Mijn oogleden kleurden rood door het kleine straaltje zonlicht dat op mijn ogen viel. Een zachte kreun verlaat mijn lippen. Ik wil niet wakker worden, ik ben te moe, ik wil niet naar school. Dat waren de eerste drie dingen die mijn hoofd in schoten. Mijn arm glijd opzij, langs mijn bedrand tot mijn hand de koele vloer raakt. Slaperig open ik mijn ogen maar die komen niet verder open dan een klein spleetje. Ik draai opzij, kijk naar mijn wekker en blijf staren. 11:09. Lekker uitgeslapen. Is het eerste wat me te binnen schiet. Shit! School! Helemaal vergeten. Ik rol uit bed, vraag me op de grond liggend af waarom de wekker niet is afgegaan en krabbel slaapdronken overeind. Strompelend bereik ik de deur opening en ik leun even tegen de muur aan. Iets te snel opgestaan. Mijn hoofd bonkt en alles om mij heen tolt een beetje. Als mijn hoofd is gekalmeerd loop ik slaapdronken mijn kamer uit. Overal zijn de deuren open, behalve die van me broer. Die is gesloten en het lijkt er op dat me broer nog aan het slapen is. Ik loop voorzichtig de trap af. Als ik de koude marmeren vloer onder mijn voeten voel slaak ik een zucht. Verkoeling. Nu pas merk ik hoe warm ik het heb en ik leg mijn hand op mijn voorhoofd. Hij is warm maar niet belachelijk warm. Gelukkig maar, ik had geen zin in een dag kotsen en te veel warmte. Ik wrijf in me ogen en begeef me dan naar de woonkamer. Mijn ogen speuren naar een moederlijk figuur, ze vinden niet wat ze zochten. Wel zie ik een grote ramp op de salontafel, een etensramp. Verschillende soorten verpakkingen van eten liggen verspreid. Popcorn is gemorst, chips zit in de glazen en vieze borden staan op de grond. Op de bank liggen een paar dikke dekens, wacht nee. Er ligt iets onder de dekens. Maria. Plots schiet alles van gister mij te binnen. Al kan ik me niet herinneren dat het er een slagveld met eten op de tafel was. Ik grinnik zacht en loop naar de bank toe. Kalm en vredig ligt ze daar dan, zich van geen schuld bewust. Ik schud zacht mijn hoofd en schud voorzichtig Maria wakker.
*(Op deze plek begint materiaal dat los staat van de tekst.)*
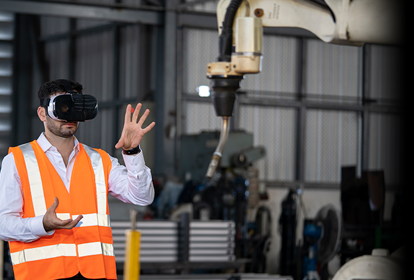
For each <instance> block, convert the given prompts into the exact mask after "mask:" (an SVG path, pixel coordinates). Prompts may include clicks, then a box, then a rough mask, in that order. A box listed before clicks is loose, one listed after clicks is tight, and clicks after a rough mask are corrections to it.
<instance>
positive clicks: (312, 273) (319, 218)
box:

'Hmm...' is het enigste antwoord dat ik terug krijg. 'Maria, we zijn te laat voor school,' fluister ik, omdat praten zo hard klinkt. Haar ogen sperren zich wijd open en ik grinnik. 'School?!' vraagt ze verward. 'Ja we hebben vandaag toch school?' vraag ik nu ook aan mezelf twijfelend. 'Het is zaterdag gek!' antwoord ze met een kleine zucht. Oh.. Ik sta op en Maria sluit der ogen weer. Als ik om me heen kijk schiet me plots iets te binnen. 'Ijshockey!' roep ik verontwaardigt. Maria's ogen gaan weer open. 'Wat is er met die sport?' vraagt ze. Mijn lichaam snelt naar de keuken. 'Ik moet ijshockeyen shit!' ik zoek de folder van de ijshockeyclub nog een keer op en lees de tekst sneller dan ooit door.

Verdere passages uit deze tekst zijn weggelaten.